For the last few days i've gone through a lot.

I lost my boyfriend. I found a new one.

I was betrayed. I was given.

I've felt pain. I've felt love.

But out of all this i've thought.



I've had a lot of time to think recently. I spend hours curled up in bed just staring into space and thinking. I've cried more in the past three days than i have in the whole year of 2012. And that's saying a lot.



I've also caused a lot of pain and been through a lot of pain.



Pain.....it's a funny thing really. We all have our different ways of dealing with it. Some of us lock it away, never to be seen until they crash. Some of us let it out right away. Some channel it into anger....but me.........i seem to take pain and just....process it.
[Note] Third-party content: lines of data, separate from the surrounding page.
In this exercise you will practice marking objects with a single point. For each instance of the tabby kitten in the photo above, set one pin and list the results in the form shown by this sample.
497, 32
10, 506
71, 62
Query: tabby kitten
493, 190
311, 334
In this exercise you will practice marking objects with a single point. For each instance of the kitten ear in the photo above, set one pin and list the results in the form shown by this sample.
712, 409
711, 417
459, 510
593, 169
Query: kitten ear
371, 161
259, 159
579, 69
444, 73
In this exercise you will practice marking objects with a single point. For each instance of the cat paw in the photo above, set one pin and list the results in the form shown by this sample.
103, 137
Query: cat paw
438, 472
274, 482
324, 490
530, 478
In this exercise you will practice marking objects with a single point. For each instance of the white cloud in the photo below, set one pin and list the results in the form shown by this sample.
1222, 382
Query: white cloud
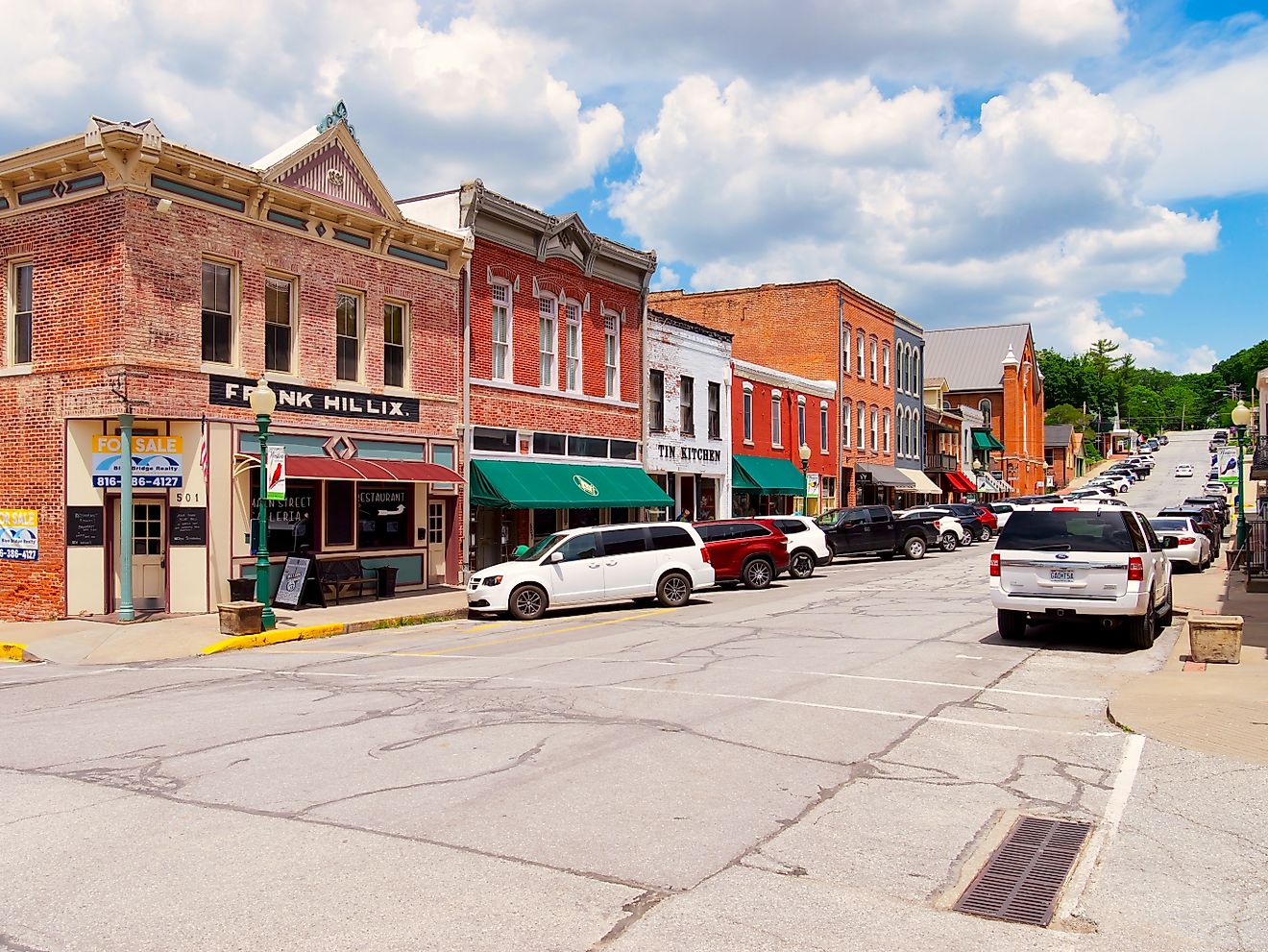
431, 106
1031, 215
I sit there like a hollowed out log until the pain fades then i move on as if nothing happened....



At least, thats what i use to do. Now though...i've been telling others about my pain...and it's making me realize just how much pain i go through every day. I know my friends are glad to know when i'm in pain so that they can help...but it was easier before. When i could just let the pain fade on its own instead of talking about it and feeding the fire. Now i feel pain constantly and it drives me insane. It drives me to more pain.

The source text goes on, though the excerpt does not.